Look out for old Cisco, HPE, Dell or Juniper switches - 10/100Mb ones work
fine for learning with. Ideally managed ones with a command line but webby
interface ("smart switches") will get you started. If buying new then a
Netgear GS108T is a good low price smart switch. There is a lot of
documentation for all of these available on the web.

Raspberry Pis are pretty cheap and are full Linux boxes with the full
firewall/router etc available. The current models have both wifi and wired
connections, so you can play with routing. They are powerful enough to run a
GUI and a browser which is pretty nifty for £30. If you are not familiar with
Linux then these are a good place to start - loads of resources available. Old
laptops tend to have both wifi and wired as well and come with a UPS and
screen built in, not to mention gobs of RAM and a hard disc! A lightweight
Linux distro can make a decent router or a test server or whatever.

Consider virtualisation. A decently powerful PC can run a whole lot of mini
virtual routers, switches, servers and clients. However, you will need to get
to grips with quite a few concepts here as well as networking. Perhaps save it
for phase 2.

On the internet routers front, investigate the likes of pfSense and open
router firmware like Tomato, DD-WRT etc (for my money, pfSense is the man
every time).

Get yourself signed up for several sub reddits eg r/networking r/sysadmin
r/HomeNetworking r/pfsense. Read them and lurk. The Gentoo and Arch Linux
forums are worth watching as are the pfsense ones.

On the security front, why not grab a copy of Kali Linux - I use it in the day
job quite a lot. It can look a bit bewildering at first but there is a lot in
there all in one place, already installed. Don't be put off by the silly names
for some of the software. For a quick dive in and instant results, on an OS
you may be more familiar with, get hold of nmap/zenmap and Wireshark and learn
how to use them. Lots of docs for them on the web. Make sure that you search
for them carefully and only download from the correct site. As you can imagine
there are quite a few _ahem_ unauthorised versions around. Both nmap and
wireshark have .org domains and are open source and hence free.

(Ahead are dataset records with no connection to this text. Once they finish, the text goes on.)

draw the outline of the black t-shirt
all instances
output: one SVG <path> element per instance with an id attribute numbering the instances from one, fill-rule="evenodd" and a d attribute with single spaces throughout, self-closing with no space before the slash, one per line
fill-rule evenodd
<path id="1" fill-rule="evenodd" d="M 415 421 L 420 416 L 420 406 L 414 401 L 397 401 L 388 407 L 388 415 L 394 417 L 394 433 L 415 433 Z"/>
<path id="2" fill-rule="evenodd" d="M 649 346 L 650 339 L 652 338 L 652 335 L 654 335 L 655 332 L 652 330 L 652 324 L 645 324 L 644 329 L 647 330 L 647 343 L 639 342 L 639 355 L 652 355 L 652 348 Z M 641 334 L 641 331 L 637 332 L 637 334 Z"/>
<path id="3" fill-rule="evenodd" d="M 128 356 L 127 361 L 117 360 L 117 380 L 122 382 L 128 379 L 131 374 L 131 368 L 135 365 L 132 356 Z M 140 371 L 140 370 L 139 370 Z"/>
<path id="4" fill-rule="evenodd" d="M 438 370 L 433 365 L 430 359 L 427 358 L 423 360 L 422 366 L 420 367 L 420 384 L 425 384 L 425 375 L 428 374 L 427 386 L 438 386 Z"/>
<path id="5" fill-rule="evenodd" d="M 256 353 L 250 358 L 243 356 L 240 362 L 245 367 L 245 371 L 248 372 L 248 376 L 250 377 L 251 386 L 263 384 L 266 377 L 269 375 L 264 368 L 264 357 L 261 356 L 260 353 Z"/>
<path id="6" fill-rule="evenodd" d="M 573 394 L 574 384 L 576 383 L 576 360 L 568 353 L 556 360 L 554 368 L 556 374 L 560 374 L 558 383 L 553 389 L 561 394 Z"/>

Hopefully someone will get you on track with a good book or two and hopefully
you'll do the decent thing and fill your home with networking hardware.

One last note: networking doesn't happen alone or in isolation - a fact
sometimes lost in many orgs with teams for separate functions - "nets",
"servers", "apps" and all that stuff. You can't know everything but don't stop
at artificial boundaries.

------
ConSeannery
The CCNA & CCNP curriculum will give you a solid base in networking as it
relates to actual network engineering. Skip over the cisco specific stuff if
you feel it's not relevant.